Çünkü en başta az ama öz kadrosu güzel oluşturulmuş. Hazal Kaya, oyunculuk gücü yüksek olan ve beğenerek izlediğim bir isim… Aras Bulut İynemli de farklı rollerde kendini ispatladı. Keza Ceyda Düvenci, Rıza Akın, Reha Özcan, Gümeç Alpay da rollerinin hakkını veren oyuncular. Yani ‘Maral’ dizisi ‘En güzel hikâyem’ derken kadrodan yana bir sıkıntı yaşamıyor.

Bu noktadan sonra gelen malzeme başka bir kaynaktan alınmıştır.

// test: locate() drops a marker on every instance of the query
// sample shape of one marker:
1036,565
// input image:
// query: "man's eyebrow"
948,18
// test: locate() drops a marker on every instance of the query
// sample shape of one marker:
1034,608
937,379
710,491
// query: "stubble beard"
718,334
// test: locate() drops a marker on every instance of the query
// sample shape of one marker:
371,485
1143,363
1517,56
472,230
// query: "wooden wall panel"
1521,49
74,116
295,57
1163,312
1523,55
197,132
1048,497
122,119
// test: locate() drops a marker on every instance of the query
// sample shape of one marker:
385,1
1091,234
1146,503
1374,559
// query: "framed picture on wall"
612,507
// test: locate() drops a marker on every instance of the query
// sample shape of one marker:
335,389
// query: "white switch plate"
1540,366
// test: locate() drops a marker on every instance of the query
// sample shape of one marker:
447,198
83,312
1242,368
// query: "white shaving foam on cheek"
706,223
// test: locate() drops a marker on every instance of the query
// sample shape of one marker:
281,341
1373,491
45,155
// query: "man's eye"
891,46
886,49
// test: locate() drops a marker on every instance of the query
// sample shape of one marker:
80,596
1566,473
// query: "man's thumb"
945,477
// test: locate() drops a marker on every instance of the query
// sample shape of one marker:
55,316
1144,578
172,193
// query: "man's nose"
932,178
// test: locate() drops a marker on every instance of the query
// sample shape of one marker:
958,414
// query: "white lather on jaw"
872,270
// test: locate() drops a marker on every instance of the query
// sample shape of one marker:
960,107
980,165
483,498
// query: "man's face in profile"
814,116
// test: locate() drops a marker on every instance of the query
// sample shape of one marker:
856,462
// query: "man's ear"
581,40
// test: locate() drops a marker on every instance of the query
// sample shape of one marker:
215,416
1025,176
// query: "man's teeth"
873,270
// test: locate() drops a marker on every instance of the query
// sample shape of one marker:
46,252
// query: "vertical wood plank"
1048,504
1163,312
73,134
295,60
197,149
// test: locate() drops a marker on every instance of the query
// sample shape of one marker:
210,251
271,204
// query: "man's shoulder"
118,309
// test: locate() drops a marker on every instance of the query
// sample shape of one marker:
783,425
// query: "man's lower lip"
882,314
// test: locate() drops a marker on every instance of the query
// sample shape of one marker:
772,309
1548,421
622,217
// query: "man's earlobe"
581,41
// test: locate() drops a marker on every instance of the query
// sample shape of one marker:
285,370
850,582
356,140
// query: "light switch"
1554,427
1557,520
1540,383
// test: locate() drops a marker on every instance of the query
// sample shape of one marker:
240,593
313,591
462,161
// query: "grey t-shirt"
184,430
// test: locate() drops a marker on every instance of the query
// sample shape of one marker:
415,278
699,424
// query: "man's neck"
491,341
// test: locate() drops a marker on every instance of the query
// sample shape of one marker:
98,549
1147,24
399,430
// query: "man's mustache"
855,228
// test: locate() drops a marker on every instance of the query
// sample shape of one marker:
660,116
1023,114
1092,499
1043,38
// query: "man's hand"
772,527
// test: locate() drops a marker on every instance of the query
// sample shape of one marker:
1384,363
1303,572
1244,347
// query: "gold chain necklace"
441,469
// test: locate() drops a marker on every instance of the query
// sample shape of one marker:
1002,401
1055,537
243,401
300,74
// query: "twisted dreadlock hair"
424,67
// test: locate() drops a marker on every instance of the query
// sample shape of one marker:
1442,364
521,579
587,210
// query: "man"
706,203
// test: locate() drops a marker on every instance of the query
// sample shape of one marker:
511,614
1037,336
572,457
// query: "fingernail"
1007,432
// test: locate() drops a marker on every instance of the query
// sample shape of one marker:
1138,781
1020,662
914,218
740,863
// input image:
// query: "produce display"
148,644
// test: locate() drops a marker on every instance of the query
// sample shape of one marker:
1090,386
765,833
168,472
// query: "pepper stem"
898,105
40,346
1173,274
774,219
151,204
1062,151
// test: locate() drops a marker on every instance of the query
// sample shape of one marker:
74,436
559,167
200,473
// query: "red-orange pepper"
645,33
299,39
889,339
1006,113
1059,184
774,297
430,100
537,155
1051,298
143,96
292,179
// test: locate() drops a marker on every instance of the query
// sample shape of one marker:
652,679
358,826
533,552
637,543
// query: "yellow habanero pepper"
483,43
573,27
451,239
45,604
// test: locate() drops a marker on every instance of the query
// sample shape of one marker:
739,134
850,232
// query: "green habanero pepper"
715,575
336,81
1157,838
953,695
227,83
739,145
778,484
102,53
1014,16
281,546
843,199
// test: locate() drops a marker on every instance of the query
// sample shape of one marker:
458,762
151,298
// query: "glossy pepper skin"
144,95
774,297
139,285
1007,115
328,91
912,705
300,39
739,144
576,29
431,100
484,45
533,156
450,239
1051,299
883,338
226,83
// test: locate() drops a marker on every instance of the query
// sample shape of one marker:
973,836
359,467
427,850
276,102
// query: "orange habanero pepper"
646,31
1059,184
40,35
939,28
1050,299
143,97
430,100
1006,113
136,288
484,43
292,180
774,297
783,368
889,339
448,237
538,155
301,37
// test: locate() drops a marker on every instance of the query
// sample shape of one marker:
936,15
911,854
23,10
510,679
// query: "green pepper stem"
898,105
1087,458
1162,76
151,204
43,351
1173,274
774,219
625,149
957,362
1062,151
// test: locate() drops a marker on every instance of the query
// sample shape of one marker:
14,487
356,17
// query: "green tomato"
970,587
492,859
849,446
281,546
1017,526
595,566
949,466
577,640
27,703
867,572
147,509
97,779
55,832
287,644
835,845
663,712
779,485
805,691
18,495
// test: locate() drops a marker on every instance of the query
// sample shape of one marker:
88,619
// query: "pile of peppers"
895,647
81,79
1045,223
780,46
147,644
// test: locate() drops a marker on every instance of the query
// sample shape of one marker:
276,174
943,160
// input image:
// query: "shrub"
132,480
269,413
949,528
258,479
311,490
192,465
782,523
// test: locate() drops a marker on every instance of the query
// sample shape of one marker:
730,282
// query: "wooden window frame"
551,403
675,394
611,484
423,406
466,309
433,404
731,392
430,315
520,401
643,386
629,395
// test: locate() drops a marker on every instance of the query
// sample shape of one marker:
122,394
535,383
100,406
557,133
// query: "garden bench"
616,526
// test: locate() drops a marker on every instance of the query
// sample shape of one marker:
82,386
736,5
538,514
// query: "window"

Ama iş, sadece isimlerle bitmiyor ki! Bunun artık böyle olamadığını, ‘Sevdam Alabora’nın dört bölümde finale yollanması çok net örnekledi. TV 8’in yeni dizisinde de aynı durum mevcut. İsimler şahane. Lakin ‘Hayaller gerçek olmak içindir’ mesajı çerçevesinde bir mucize yaratıp kendi halindeki garson kızımız Maral’ı Luna’nın tepesine oturtan senaryoya gelince… Asıl problem de burada başlıyor işte! Ne olayların gelişimi, ne de karakterlerin senaryo dâhilindeki yansıtılması gerçeklerle bağdaşan türden değil.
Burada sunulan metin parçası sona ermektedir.